Effectiveness of Adaptive/Closed-loop Deep Brain Stimulation Compared to Conventional Deep Brain Stimulation in Patients With Parkinson's Disease: A Systematic Review and Meta-analysis of Randomized Trials
Carolina Matté Dagostini1, Matheus Machado Rech1, Pablo Fruett2
1University of Caxias do Sul, 2Sinop Clínica
Objective:
To determine whether adaptive/closed-loop deep brain stimulation (aDBS) confers superior motor benefit over conventional continuous DBS (cDBS) in Parkinson’s disease (PD).
Background:
cDBS delivers constant stimulation that can miss fluctuating needs in Parkinson’s disease, whereas emerging aDBS dynamically adjusts output using neural biomarkers but has been tested only in small, heterogeneous trials with mixed results. It is not clear whether adaptive stimulation offers superior motor benefit and reduced energy delivery compared with standard continuous DBS.
Design/Methods:
A preregistered systematic review and meta-analysis (PROSPERO CRD420251026241) searched MEDLINE, Embase and CENTRAL to May 2025 for randomised crossover or parallel trials directly comparing aDBS with cDBS. Data were pooled with a random-effects model, expressed as standardised mean differences (SMD) in Unified Parkinson’s Disease Rating Scale part III (UPDRS-III/MDS-UPDRS-III) scores.
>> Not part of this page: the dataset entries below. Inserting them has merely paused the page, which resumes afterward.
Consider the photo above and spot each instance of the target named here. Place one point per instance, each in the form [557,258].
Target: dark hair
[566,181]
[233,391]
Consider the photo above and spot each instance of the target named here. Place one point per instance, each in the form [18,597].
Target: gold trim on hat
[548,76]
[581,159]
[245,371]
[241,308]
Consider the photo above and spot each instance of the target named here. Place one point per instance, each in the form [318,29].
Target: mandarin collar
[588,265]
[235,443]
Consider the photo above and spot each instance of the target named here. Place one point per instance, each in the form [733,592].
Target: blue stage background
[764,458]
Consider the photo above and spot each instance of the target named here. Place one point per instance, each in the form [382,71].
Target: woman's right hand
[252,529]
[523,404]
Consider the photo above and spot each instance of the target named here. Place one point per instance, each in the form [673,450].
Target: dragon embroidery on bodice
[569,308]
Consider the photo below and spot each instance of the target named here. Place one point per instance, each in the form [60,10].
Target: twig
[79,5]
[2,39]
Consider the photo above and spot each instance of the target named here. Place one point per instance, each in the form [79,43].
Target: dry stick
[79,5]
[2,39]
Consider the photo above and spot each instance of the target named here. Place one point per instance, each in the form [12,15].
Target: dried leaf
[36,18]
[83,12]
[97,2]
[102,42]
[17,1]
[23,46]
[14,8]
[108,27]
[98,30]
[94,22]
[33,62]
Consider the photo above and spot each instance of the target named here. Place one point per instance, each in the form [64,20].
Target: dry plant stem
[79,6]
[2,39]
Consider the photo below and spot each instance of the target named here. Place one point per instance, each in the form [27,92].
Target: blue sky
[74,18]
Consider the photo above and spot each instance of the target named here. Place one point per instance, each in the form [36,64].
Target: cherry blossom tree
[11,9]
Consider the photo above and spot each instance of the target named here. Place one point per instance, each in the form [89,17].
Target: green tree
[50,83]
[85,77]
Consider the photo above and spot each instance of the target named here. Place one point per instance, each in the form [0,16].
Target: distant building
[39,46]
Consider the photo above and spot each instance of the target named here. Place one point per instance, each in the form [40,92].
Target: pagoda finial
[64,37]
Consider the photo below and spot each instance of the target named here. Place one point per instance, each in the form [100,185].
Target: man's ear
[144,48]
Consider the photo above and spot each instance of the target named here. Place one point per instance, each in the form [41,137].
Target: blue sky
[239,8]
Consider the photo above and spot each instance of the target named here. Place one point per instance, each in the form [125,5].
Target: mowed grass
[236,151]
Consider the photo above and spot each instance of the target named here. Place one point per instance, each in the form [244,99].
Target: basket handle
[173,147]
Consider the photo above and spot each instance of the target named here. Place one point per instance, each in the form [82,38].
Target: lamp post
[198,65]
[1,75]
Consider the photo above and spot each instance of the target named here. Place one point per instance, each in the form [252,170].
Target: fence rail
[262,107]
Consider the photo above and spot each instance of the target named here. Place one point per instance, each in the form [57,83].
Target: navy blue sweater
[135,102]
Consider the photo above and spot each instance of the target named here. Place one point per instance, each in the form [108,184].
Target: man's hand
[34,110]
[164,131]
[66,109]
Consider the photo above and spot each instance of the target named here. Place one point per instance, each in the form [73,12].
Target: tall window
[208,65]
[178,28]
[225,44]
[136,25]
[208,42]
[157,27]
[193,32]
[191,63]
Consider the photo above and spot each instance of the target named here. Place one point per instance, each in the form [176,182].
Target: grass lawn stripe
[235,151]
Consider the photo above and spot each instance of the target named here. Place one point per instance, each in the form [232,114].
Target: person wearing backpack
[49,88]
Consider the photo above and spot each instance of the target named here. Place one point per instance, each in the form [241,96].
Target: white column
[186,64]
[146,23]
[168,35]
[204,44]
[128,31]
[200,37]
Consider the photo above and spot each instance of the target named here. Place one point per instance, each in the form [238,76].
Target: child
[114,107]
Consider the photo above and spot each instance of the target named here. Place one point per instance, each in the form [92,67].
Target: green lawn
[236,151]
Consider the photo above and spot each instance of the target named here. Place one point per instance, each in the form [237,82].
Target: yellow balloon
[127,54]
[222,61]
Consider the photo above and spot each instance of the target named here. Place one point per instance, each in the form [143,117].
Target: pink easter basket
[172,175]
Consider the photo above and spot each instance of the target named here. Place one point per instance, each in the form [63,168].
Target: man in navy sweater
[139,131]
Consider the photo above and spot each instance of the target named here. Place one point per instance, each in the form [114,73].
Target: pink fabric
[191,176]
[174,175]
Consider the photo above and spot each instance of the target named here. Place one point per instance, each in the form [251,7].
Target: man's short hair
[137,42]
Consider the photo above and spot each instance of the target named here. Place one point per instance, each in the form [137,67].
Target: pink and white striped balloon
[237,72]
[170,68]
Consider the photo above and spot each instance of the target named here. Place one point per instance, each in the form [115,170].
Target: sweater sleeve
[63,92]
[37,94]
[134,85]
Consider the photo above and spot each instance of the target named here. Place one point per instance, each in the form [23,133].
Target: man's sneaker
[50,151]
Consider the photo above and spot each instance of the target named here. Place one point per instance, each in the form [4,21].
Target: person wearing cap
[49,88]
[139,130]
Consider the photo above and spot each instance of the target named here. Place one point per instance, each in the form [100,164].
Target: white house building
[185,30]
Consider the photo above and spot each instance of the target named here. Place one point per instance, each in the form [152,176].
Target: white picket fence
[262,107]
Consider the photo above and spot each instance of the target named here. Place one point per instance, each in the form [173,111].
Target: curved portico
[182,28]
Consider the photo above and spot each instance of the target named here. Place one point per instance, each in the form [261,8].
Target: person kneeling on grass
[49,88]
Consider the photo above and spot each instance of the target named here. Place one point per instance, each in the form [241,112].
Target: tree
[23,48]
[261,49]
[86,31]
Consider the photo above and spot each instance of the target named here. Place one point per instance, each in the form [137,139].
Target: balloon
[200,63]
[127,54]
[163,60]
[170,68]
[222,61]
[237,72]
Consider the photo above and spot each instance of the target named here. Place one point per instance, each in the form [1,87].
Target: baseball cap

Baseline descriptive statistics were synthesised across trials using sample-size–weighted means ± SD.
Results:
Four trials (N = 63) met inclusion criteria, including the multicentre ADAPT-PD trial. Across participants, mean age was 59.5 ± 8.2 years, disease duration 12.7 ± 6.4 years, levodopa-equivalent daily dose 672 ± 441 mg/day, and baseline UPDRS-III off medication 40.4 ± 6.8. Pooled analysis showed no significant difference between aDBS and cDBS for acute motor improvement (SMD = –0.12, 95 % CI –0.46 to 0.23; Z = –0.66, p = 0.51). Heterogeneity was moderate (I² = 50 %, τ² = 0.084). Five small single-centre studies favoured aDBS, whereas the ADAPT-PD trial modestly favoured cDBS (SMD = 0.36, 95 % CI 0.04 to 0.68).
Conclusions:
Current randomised evidence does not demonstrate a clinically meaningful short-term motor advantage of aDBS over cDBS in PD. Longer trials using harmonised outcome sets are needed to establish whether these motor improvement gains translate into durable clinical benefit, improved quality of life and extended device longevity.